Overall, otherwise contentious rulings were adopted by the Senate and, apparently, accepted by the Filipino public. Come to think of it, this is precisely the kind of deference that we ought to give to a worthy Supreme Court, and it is so telling that a political body, the Senate, has now trumped the Court as the fount of legitimacy. Contrast that to the year 2003 when the impeachment of Chief Justice Davide was TRO’d and eventually TKO’d by the Supreme Court. How things have changed.
But that only brings us to a sobering fact: Filipinos have short memories. Davide in 2001 was the toast of the town, the Inquirer’s Filipino of the Year, and in 2002, a Ramon Magsaysay laureate for government service. In 2003, he was impeached, saved only by the Court citing the one-year constitutional ban on a second impeachment. The real shocker is that those congressmen had the gall to even try. That they got so far shows that the adulation was vulnerable, the popularity precarious, the mystique fragile.

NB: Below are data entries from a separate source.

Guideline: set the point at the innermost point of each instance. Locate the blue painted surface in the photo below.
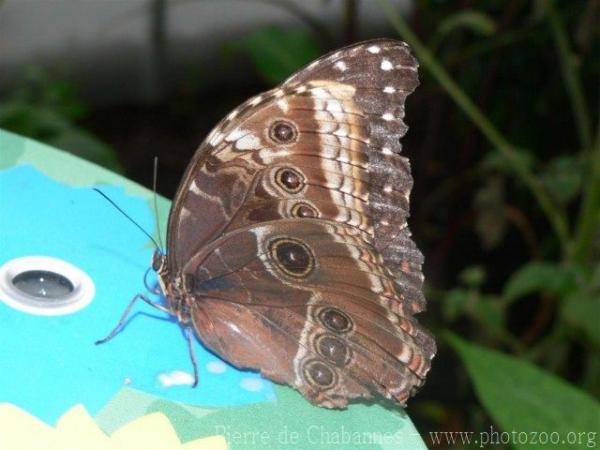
(49, 364)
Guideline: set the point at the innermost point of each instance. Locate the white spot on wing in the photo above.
(283, 105)
(341, 65)
(255, 101)
(236, 134)
(175, 378)
(248, 142)
(386, 64)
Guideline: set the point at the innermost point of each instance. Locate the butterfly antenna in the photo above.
(156, 217)
(109, 200)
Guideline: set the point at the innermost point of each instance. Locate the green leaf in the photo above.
(490, 222)
(521, 397)
(562, 177)
(472, 276)
(278, 52)
(476, 21)
(539, 276)
(582, 310)
(85, 145)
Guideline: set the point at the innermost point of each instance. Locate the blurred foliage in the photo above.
(48, 109)
(505, 150)
(277, 52)
(531, 296)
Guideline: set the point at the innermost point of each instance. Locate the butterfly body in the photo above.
(288, 249)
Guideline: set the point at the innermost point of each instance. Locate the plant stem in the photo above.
(554, 215)
(589, 213)
(568, 68)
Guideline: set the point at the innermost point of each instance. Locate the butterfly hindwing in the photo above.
(288, 235)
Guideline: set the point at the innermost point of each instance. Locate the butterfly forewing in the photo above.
(289, 231)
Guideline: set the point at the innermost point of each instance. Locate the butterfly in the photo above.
(288, 250)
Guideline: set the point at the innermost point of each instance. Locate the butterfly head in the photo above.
(159, 260)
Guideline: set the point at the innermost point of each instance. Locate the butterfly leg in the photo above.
(123, 318)
(155, 291)
(189, 335)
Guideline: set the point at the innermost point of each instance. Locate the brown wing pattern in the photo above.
(289, 231)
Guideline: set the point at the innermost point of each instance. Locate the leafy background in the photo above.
(505, 148)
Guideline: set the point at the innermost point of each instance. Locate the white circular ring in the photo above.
(83, 286)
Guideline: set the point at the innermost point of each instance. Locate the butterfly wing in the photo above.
(289, 231)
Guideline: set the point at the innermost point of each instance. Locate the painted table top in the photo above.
(55, 377)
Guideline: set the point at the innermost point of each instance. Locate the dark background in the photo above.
(503, 142)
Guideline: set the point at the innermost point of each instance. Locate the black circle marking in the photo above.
(290, 179)
(43, 284)
(304, 210)
(283, 132)
(292, 256)
(333, 349)
(319, 374)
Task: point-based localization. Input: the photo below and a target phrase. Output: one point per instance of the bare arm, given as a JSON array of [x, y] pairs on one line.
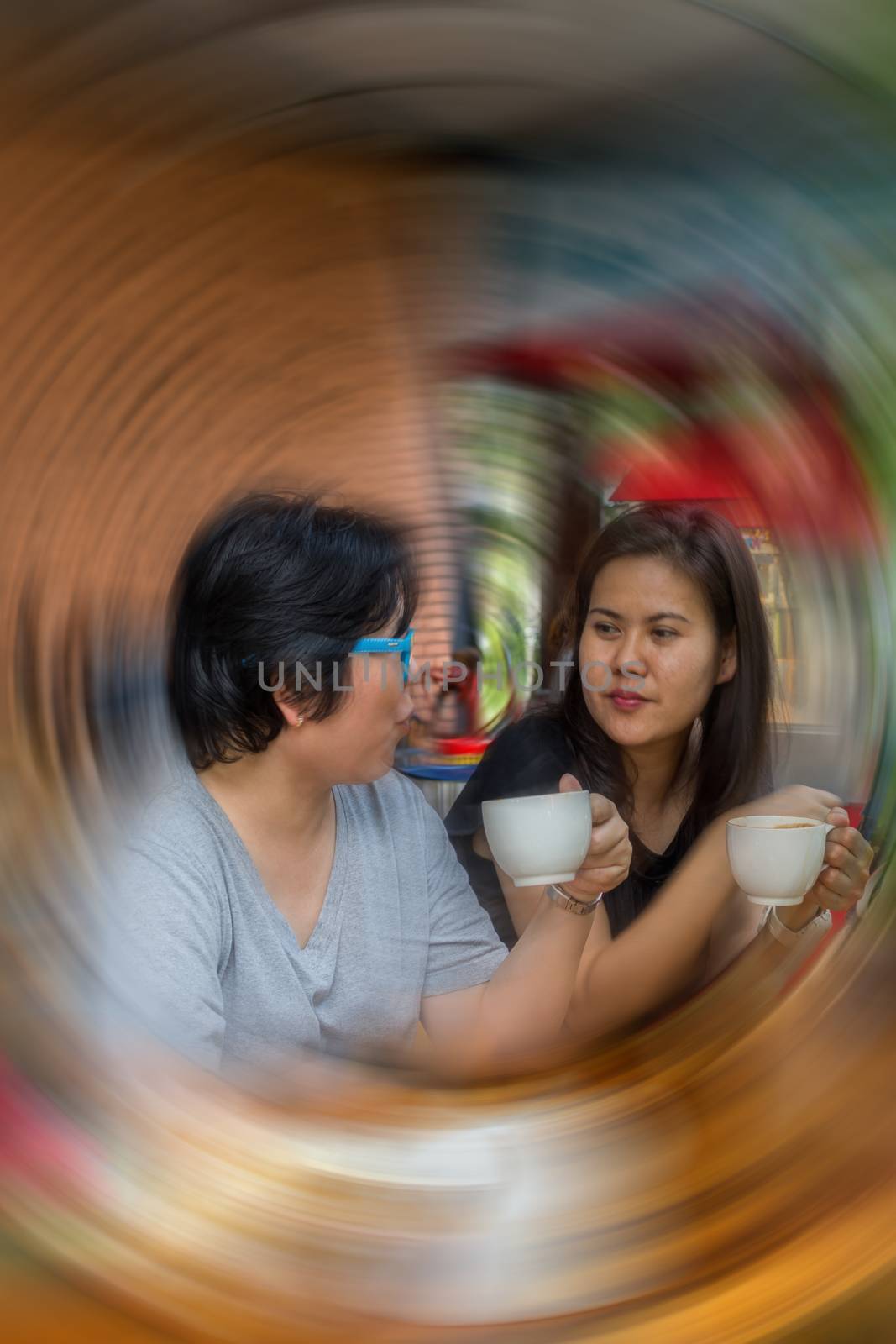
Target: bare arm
[[658, 954], [520, 1012]]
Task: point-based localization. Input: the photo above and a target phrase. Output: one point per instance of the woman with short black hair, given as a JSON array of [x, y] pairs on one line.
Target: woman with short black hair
[[288, 889]]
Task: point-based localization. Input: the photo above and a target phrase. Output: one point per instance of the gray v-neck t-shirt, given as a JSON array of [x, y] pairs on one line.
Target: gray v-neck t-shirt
[[208, 963]]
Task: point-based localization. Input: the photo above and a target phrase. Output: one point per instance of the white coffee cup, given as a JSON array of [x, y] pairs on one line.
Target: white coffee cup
[[775, 860], [539, 840]]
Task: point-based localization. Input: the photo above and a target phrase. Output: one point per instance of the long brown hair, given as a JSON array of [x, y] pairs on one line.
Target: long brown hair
[[732, 754]]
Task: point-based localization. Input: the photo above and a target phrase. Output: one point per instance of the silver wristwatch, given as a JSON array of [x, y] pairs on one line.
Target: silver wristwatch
[[566, 902], [793, 937]]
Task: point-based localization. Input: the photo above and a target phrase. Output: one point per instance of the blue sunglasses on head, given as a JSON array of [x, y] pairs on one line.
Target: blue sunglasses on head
[[375, 644], [398, 644]]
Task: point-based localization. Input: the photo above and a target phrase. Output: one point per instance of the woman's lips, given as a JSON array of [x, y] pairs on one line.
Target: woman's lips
[[625, 701]]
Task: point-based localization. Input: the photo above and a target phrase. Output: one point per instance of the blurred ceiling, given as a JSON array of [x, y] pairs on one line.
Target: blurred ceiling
[[506, 74]]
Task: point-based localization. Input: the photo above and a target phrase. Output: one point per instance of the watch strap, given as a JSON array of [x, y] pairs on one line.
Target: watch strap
[[566, 902]]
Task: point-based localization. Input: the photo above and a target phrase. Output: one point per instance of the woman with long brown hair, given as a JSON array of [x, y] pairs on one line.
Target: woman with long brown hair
[[665, 707]]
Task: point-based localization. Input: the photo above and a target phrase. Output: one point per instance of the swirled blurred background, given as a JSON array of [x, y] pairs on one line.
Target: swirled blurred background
[[499, 269]]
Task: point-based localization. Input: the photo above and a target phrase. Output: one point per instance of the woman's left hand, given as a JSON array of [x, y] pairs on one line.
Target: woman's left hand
[[841, 884], [609, 858], [848, 858]]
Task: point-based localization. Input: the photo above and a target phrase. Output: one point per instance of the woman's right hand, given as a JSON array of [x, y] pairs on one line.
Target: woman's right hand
[[797, 800]]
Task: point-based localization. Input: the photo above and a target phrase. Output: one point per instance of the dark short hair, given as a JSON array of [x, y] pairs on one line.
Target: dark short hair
[[277, 578]]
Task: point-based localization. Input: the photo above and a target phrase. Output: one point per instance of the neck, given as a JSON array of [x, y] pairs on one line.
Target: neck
[[270, 792], [653, 769]]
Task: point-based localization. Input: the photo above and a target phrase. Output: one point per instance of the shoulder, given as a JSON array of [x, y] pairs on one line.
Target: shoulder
[[392, 801], [528, 757], [532, 732]]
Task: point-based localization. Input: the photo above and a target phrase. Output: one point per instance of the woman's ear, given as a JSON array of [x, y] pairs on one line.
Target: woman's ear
[[291, 712], [728, 660]]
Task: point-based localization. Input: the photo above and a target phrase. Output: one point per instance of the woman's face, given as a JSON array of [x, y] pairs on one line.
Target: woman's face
[[356, 743], [656, 654]]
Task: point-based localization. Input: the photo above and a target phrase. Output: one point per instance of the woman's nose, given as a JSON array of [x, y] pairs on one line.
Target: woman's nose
[[629, 655]]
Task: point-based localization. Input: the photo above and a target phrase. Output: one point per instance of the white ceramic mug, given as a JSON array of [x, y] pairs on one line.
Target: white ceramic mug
[[775, 860], [539, 840]]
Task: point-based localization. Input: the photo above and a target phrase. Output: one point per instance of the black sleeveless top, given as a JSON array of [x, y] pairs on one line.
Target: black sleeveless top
[[528, 759]]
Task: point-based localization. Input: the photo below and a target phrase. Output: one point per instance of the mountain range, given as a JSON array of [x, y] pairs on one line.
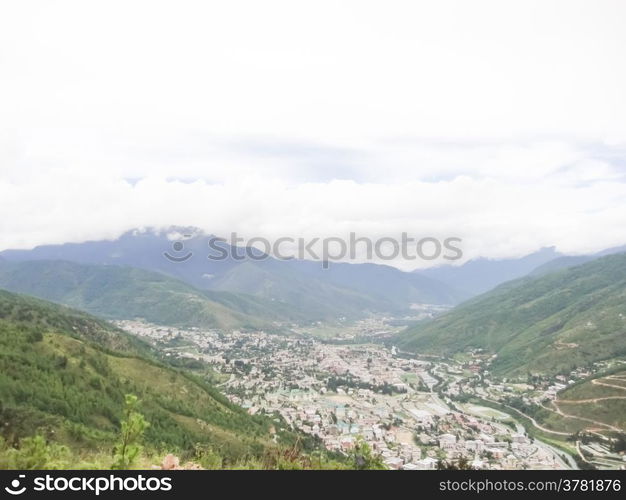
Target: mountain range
[[551, 323], [65, 374]]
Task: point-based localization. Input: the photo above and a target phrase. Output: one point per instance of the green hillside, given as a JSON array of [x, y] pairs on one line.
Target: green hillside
[[65, 374], [549, 324], [117, 292]]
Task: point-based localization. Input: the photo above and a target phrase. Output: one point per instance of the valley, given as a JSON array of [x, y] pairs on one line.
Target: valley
[[416, 412]]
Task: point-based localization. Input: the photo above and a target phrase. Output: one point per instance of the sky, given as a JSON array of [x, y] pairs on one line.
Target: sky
[[499, 122]]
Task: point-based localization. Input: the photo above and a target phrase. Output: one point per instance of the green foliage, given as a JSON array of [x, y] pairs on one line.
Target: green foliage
[[58, 373], [363, 458], [132, 428], [549, 324]]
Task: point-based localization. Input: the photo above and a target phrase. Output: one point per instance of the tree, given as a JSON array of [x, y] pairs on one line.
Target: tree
[[132, 429]]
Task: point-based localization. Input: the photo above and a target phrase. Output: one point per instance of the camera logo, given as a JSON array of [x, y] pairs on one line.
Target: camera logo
[[15, 489], [177, 248]]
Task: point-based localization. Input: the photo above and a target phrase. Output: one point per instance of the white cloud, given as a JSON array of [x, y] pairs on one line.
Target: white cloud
[[502, 122]]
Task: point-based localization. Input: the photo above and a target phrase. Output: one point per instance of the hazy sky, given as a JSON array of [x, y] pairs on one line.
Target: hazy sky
[[502, 122]]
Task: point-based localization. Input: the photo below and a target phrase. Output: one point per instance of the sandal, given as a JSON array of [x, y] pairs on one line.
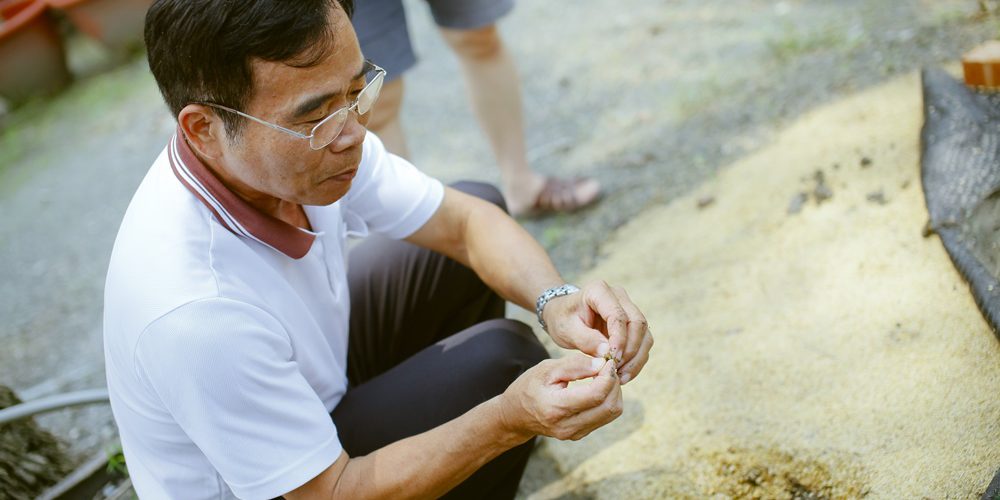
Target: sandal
[[565, 195]]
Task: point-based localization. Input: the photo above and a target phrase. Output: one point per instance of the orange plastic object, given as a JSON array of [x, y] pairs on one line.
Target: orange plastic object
[[982, 66], [116, 23], [32, 58]]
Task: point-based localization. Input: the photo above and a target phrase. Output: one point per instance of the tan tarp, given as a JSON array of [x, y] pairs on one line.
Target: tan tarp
[[832, 351]]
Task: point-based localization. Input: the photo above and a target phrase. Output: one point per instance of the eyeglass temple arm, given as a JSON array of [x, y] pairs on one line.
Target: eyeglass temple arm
[[258, 120]]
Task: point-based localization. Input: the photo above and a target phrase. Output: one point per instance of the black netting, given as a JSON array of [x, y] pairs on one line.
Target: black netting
[[960, 170]]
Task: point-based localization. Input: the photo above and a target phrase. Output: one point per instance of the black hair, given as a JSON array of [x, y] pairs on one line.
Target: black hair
[[201, 50]]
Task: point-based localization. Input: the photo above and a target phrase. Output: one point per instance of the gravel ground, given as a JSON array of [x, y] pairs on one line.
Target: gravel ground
[[651, 101]]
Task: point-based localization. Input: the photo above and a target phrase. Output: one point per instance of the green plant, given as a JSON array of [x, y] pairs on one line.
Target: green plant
[[794, 42], [116, 460]]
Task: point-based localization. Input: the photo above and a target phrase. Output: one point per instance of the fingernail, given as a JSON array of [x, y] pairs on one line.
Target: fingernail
[[596, 363], [603, 349]]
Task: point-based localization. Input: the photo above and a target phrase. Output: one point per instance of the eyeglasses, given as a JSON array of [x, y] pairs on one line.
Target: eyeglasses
[[329, 128]]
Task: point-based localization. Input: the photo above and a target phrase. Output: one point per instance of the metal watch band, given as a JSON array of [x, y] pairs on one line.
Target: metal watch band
[[546, 296]]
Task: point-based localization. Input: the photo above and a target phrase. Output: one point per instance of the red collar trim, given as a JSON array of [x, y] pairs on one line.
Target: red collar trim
[[238, 216]]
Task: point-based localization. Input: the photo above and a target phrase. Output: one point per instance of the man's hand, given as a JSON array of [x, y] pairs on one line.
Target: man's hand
[[601, 320], [541, 401]]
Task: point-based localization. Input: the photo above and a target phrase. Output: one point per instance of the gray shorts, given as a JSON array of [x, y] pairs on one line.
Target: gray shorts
[[385, 39]]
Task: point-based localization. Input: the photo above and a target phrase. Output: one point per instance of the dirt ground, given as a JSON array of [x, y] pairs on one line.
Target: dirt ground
[[812, 344]]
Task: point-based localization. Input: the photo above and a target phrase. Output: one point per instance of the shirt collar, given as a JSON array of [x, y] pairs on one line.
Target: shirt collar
[[235, 214]]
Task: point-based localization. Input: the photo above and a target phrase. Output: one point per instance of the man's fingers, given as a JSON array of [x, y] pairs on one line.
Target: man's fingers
[[633, 367], [584, 395], [573, 366], [599, 297], [588, 340], [583, 423], [637, 327]]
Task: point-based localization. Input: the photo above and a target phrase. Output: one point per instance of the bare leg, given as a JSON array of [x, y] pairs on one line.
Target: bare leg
[[385, 118], [495, 92]]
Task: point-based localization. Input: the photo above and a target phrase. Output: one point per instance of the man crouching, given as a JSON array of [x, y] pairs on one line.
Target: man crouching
[[249, 356]]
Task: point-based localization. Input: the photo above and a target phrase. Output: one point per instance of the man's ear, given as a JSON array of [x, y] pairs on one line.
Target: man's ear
[[204, 130]]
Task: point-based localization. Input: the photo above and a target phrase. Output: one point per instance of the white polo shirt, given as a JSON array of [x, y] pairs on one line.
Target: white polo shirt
[[225, 330]]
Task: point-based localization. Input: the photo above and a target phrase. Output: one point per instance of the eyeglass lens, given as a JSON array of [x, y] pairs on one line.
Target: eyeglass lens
[[329, 129]]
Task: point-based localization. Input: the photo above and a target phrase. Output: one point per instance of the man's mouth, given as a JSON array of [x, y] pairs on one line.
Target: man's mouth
[[345, 176]]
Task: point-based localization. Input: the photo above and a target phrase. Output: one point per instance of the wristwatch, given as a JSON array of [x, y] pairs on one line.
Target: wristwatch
[[546, 296]]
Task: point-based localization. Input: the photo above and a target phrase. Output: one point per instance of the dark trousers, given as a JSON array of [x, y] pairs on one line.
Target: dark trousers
[[427, 343]]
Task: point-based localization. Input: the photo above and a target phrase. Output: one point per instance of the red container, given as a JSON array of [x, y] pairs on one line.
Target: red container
[[118, 24], [981, 66], [32, 58]]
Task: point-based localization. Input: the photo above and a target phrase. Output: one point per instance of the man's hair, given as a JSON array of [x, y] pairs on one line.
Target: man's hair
[[201, 50]]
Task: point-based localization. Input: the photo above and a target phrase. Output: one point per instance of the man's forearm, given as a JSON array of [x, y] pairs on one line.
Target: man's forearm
[[431, 463], [508, 258]]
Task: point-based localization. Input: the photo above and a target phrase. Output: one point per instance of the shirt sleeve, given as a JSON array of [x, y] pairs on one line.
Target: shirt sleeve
[[389, 195], [224, 370]]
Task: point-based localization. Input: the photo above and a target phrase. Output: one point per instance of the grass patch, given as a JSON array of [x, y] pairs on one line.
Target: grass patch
[[793, 42], [43, 122]]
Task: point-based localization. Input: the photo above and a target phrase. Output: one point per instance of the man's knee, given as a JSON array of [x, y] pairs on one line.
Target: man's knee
[[480, 44], [483, 191], [505, 349]]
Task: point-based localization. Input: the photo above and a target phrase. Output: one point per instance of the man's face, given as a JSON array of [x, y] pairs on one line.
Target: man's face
[[282, 166]]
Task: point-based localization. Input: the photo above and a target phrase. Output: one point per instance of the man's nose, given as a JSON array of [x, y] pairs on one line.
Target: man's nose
[[352, 134]]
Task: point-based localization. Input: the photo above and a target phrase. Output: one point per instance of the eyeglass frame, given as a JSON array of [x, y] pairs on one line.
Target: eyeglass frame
[[379, 74]]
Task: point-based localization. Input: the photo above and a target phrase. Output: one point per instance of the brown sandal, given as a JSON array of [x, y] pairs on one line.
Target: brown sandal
[[564, 195]]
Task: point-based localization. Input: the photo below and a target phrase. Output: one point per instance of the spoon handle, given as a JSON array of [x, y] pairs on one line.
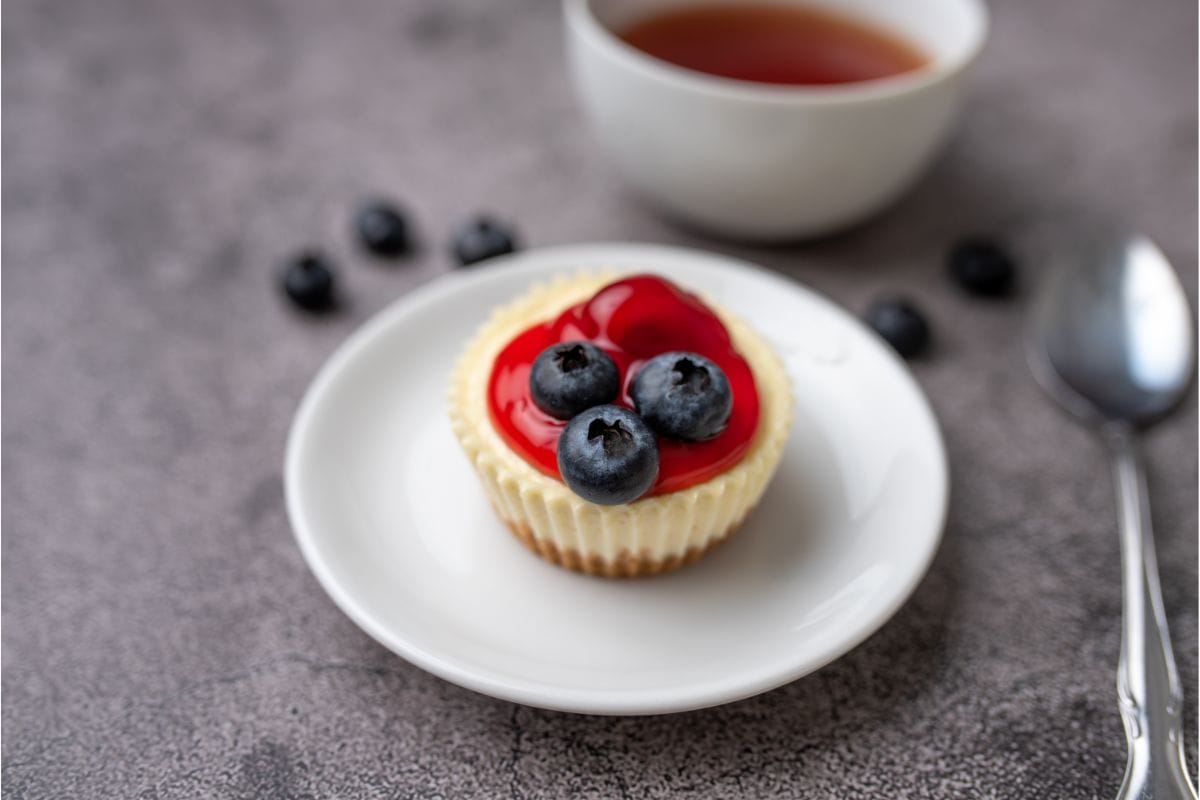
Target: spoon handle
[[1147, 683]]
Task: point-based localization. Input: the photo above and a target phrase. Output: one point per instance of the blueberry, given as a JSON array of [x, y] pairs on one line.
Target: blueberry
[[683, 396], [607, 455], [480, 239], [309, 281], [982, 266], [571, 377], [382, 228], [898, 322]]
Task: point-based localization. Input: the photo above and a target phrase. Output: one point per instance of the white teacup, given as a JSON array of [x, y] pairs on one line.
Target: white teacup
[[772, 162]]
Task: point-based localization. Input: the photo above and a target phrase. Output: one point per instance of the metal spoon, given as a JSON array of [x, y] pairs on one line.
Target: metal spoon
[[1111, 340]]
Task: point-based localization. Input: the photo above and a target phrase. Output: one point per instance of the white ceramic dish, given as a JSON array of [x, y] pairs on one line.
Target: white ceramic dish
[[769, 162], [395, 527]]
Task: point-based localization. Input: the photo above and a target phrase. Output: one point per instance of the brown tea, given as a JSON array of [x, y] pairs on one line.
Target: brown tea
[[774, 43]]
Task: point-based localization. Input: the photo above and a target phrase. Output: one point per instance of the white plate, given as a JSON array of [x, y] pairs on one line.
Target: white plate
[[394, 524]]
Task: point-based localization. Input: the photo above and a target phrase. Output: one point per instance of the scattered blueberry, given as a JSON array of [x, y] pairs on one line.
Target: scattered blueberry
[[607, 455], [683, 396], [383, 229], [309, 281], [982, 266], [571, 377], [480, 239], [898, 322]]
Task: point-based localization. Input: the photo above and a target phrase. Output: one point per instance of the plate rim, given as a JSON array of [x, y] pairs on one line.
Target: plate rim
[[579, 701]]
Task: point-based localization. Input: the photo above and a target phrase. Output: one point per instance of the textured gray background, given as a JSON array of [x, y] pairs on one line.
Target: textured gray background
[[162, 637]]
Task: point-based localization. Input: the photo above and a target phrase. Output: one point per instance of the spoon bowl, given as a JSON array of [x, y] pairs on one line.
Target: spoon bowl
[[1111, 336], [1111, 340]]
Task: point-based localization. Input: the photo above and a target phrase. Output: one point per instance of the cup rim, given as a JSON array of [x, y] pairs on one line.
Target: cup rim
[[581, 18]]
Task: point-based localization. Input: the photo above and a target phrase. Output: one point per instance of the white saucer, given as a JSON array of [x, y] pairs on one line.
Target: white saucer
[[393, 522]]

The even more sobering thought, amid the glowing online commentary, is this: People seem to have forgotten that, once upon a time, Juan Ponce Enrile was the martial law administrator, jailor to thousands, many of whom vanished during that dark night in our nation’s history, whose survivors remain physically or psychologically scarred for life.
Redemption is perpetually possible, the faith teaches. Enrile had that chance at Edsa 1, that one brief shining moment that could have erased the stain of the Marcosian nightmare. Yet he has since whittled away the prospect of deliverance and, until the impeachment trial, hovered between the roles of political elder and political survivor. Enrile’s place in history should be secured not by us forgetting his inglorious role under martial law, but by him giving us a fair trial that would reconcile law with justice.
Perhaps the old fogies among us should recall that Edsa 1 happened 26 years ago and Edsa 2, a good 11 years ago. The college kids today were not even born yet at Edsa 1 and were only in grade school (approximately Grades 2-4) during Edsa 2. I shudder when I realize that what was Current Events for me is Hekasi (Heograpiya, Kasaysayan at Sibika) for them. We cannot blame them for their short memories. After all, my generation lived through the anti-martial law struggles as a life passion; their generation learned about it for the final exams. Short memories? But isn’t short-term memory precisely what is most useful for exams?
In highly politicized cases, the trial is a theater. That has always been the case. It is thus a perennial problem that the audience may not know the larger saga of which the courtroom drama is just one chapter. What is different now is that the new technologies and social networks enable that audience to speak more loudly but not always more wisely.